Mexico allows GM corn for feed and industrial use
FEBRUARY 14: Mexico on Monday scrapped plans to ban the use of genetically modified corn for feed, but kept plans to ban the use of genetically modified corn in food and ban the herbicide glyphosate.
Mexico's Economy Ministry said the government scrapped plans to ban genetically modified corn for animal feed and industrial use from January 2024. The new measures will come into effect on Tuesday (14th).
Mexican officials say they still plan to ban the use of genetically modified corn to produce food for human consumption. Mexico's health regulator (COFEPRIS) will be in charge of authorizing GM corn as animal feed or for industrial production, subject to availability. Mexico will also revoke authorizations and permits for the import, production, distribution and use of the herbicide glyphosate.
Mexican President André Manuel López Obrador (AMLO) issued a decree in 2020, planning to phase out imports of genetically modified corn and the herbicide glyphosate by January 2024.
Mexico imports about 17 million tons of genetically modified yellow corn from the United States each year, much of it for animal feed.
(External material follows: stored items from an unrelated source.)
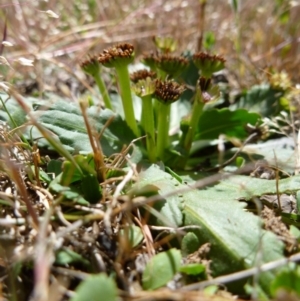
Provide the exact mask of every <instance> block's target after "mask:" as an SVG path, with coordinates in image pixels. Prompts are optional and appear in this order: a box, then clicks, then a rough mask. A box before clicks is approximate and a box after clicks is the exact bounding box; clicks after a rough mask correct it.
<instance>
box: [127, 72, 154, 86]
mask: <svg viewBox="0 0 300 301" xmlns="http://www.w3.org/2000/svg"><path fill="white" fill-rule="evenodd" d="M147 77H149V78H150V79H154V78H156V72H154V71H149V70H147V69H142V70H138V71H135V72H133V73H132V74H130V79H131V81H132V82H134V83H137V82H138V81H140V80H145V79H146V78H147Z"/></svg>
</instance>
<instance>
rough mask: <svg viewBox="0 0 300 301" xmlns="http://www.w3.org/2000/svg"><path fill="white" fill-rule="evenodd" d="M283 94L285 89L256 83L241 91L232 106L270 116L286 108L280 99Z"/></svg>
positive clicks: (233, 106) (265, 115) (262, 114)
mask: <svg viewBox="0 0 300 301" xmlns="http://www.w3.org/2000/svg"><path fill="white" fill-rule="evenodd" d="M283 95H284V92H283V91H280V90H275V89H274V88H272V87H271V86H270V85H269V84H261V85H255V86H253V87H252V88H251V89H249V90H246V91H244V92H243V93H241V95H239V96H238V97H237V99H236V102H235V103H234V104H233V105H231V106H230V108H231V109H237V108H243V109H246V110H249V111H252V112H257V113H259V114H261V115H262V116H263V117H270V116H272V115H275V114H276V113H279V112H280V111H281V110H282V109H284V108H283V107H282V106H281V104H280V101H279V100H280V98H281V97H282V96H283Z"/></svg>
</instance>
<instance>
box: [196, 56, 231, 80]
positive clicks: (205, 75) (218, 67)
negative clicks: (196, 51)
mask: <svg viewBox="0 0 300 301" xmlns="http://www.w3.org/2000/svg"><path fill="white" fill-rule="evenodd" d="M193 62H194V64H195V65H196V67H197V68H198V69H199V70H201V75H202V76H204V77H211V76H212V74H213V73H214V72H217V71H220V70H222V69H224V66H225V62H226V60H225V59H224V58H223V57H221V56H219V55H210V54H207V53H205V52H199V53H195V54H194V55H193Z"/></svg>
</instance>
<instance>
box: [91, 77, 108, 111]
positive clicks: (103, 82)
mask: <svg viewBox="0 0 300 301" xmlns="http://www.w3.org/2000/svg"><path fill="white" fill-rule="evenodd" d="M94 79H95V81H96V84H97V86H98V88H99V91H100V93H101V95H102V97H103V101H104V104H105V107H106V108H107V109H110V110H113V107H112V104H111V101H110V97H109V94H108V91H107V89H106V86H105V84H104V82H103V80H102V78H101V76H100V75H99V74H98V73H97V74H94Z"/></svg>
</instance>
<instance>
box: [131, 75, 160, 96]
mask: <svg viewBox="0 0 300 301" xmlns="http://www.w3.org/2000/svg"><path fill="white" fill-rule="evenodd" d="M155 87H156V82H155V80H152V79H151V78H150V77H147V78H146V79H141V80H139V81H138V82H137V83H135V84H134V85H133V86H132V91H133V92H134V93H135V94H136V95H137V96H139V97H141V98H142V97H145V96H147V95H152V94H153V93H154V92H155Z"/></svg>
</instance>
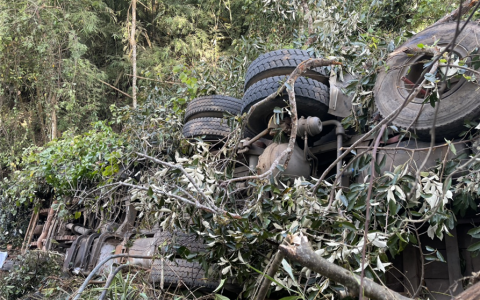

Over the past few months, U.S. officials have expressed serious concern about Mexico's GMO ban. U.S. trade negotiator De Qi threatened in January that the U.S. would consider all options, including formal steps to enforce rights under the U.S.-Mexico-Canada Agreement (USMCA). U.S. officials say Mexico's GM ban could disrupt the multibillion-dollar U.S.-Mexico bilateral agricultural trade.
The new U.S. agricultural trade chief said last week that he had given Mexico until Feb. 14 to respond, demanding an explanation of the science behind Mexico's planned ban.